Haciendo clic en estos 4 botones (ocultos) los marketeros pueden vender lo que sea

Los marketeros que saben realmente lo que se hacen contemplan el marketing como un arte y con una ciencia a partes iguales.

Colgándose del brazo de la psicología (que es una ciencia de probadísima eficacia), los marketeros pueden echar sus tentáculos en la mente del consumidor y vender cualquier cosa (hasta lo aparentemente más inimaginable).

Para persuadir al consumidor de comprar sus productos las marcas deben pulsar los 4 botones ocultos (y agazapados en la psique humana) que disecciona a continuación Inc.:

1. El botón de la solución

La gente no compra productos. Compra soluciones.
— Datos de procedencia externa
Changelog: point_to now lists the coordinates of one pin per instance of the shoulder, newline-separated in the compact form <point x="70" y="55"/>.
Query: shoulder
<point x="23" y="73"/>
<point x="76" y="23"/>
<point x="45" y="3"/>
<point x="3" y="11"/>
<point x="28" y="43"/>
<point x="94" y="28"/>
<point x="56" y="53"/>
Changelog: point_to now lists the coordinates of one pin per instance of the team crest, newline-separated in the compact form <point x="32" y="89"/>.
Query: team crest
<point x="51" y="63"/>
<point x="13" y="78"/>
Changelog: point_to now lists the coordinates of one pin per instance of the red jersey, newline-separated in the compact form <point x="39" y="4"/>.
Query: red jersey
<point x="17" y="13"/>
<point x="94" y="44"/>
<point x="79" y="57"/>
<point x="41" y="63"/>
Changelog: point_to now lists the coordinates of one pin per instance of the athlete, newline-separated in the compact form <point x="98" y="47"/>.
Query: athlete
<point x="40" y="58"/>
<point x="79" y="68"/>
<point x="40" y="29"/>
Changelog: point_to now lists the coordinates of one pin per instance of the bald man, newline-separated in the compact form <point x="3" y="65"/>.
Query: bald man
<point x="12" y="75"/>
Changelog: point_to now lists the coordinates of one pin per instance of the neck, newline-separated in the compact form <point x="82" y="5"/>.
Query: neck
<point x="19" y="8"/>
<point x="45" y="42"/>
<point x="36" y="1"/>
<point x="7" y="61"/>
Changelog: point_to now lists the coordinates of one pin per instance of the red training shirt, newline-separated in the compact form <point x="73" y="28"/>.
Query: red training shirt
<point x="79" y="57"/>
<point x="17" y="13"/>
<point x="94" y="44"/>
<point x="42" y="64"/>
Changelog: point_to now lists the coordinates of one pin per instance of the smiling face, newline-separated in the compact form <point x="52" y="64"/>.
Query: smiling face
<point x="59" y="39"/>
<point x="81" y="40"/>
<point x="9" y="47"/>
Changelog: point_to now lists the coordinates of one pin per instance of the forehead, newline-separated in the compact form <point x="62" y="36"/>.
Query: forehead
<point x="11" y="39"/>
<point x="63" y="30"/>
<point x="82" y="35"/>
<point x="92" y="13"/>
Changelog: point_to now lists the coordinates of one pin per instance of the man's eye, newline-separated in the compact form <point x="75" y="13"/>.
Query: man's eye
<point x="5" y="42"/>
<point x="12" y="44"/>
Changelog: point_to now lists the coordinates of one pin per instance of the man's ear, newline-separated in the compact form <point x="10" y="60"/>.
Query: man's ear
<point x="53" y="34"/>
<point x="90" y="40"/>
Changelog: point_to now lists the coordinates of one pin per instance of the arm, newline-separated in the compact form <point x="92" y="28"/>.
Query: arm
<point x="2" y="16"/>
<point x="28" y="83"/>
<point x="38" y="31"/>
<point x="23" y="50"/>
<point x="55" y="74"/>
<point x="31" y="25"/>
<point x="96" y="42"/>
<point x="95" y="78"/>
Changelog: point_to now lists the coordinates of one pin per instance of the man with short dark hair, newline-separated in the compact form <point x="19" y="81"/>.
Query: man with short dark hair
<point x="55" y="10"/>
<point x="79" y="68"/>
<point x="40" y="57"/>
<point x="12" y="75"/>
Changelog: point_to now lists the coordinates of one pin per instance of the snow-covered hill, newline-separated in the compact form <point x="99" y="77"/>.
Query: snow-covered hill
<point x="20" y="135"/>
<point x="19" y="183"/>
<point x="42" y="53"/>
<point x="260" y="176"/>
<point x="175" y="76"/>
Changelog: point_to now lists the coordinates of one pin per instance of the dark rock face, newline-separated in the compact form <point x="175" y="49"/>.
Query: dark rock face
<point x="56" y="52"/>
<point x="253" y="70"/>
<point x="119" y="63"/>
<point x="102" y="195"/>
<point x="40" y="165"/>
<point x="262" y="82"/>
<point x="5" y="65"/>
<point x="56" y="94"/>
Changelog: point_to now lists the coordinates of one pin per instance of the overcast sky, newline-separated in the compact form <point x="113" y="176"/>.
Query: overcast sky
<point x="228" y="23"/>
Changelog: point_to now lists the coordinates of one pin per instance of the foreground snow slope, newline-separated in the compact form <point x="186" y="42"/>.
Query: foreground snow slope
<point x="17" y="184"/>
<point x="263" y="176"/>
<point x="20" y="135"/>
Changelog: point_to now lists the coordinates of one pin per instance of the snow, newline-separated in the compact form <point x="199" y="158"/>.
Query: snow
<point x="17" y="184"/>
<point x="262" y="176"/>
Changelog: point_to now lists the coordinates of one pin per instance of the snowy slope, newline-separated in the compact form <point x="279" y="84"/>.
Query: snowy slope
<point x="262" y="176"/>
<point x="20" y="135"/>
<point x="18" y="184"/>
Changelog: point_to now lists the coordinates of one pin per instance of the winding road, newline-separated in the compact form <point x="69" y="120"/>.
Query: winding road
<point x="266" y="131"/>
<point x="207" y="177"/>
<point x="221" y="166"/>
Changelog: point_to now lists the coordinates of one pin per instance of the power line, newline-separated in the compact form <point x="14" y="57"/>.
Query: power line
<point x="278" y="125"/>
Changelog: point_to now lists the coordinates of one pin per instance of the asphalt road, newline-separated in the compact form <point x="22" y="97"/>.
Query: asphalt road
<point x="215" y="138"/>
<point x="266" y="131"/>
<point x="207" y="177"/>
Y si las marcas se las ingenian para convencer al cliente de que sus productos son la solución a los problemas que le acucian, éste no tardará en abrir las orejas y posteriormente los bolsillos.

Si los marketeros hacen hincapié en las soluciones que brindan sus productos a los problemas del cliente, éste se rendirá probablemente a sus pies.

2. El botón de la confianza

La confianza en un componente absolutamente clave a la hora de cerrar una venta, y ya de sea de manera consciente o inconsciente, todos los consumidores desean estar 100% seguros de que están haciendo tratos con una fuente convenientemente legitimada.

Para activar el botón de la confianza hay que convencer al consumidor de que la marca es una autoridad, alguien en quien merece la pena depositar su confianza.

Si la marca logra metamorfosearse en una autoridad (o cobijarse bajo la sombra de la autoridad de un tercero), estará en posición de vender casi cualquier cosa al cliente.

3. El botón de la conexión

Como seres humanos que somos tendemos a sintonizar con aquellos con quienes compartimos creencias e ideologías y alejarnos de quienes son dueños de pareceres contrarios.

Por eso precisamente los consumidores prefieren comprar productos y servicios a aquellas marcas que, por cercanía, resultan de su agrado y despiertan sus simpatías.

Esta es la razón por la que incidentes como el protagonizado el año pasado por United Airlines se traducen en auténticos descalabros (con números contantes y sonantes) para las marcas y por la que a las empresas les encanta hacer alarde de sus actos de filantropía.

Al consumidor le gusta sentir que las marcas en quienes tienen a bien invertir su dinero son sus amigas y que, como tales, se toman la molestia de escucharle y adaptar sus productos y servicios a sus particulares necesidades.

4. El botón de la evidencia

La gente se muestra a menudo escéptica a la hora de comprar porque está reconcomida por la duda, la duda sobre la eficacia del producto que se dispone a adquirir. Y es precisamente esa incertidumbre la que lleva realmente al límite al consumidor, haciéndole incapaz de tomar una decisión (y por ende, de comprar).

Para hacer trizas esa incertidumbre las marcas deben agasajar al consumidor con razonamientos lógicos, datos cuantitativos y testimoniales que validen y revistan de certeza a las bondades de sus productos.

Cuando la evidencia entra en la ecuación, las marcas lo tienen más fácil para llevarse a su propio terreno al consumidor.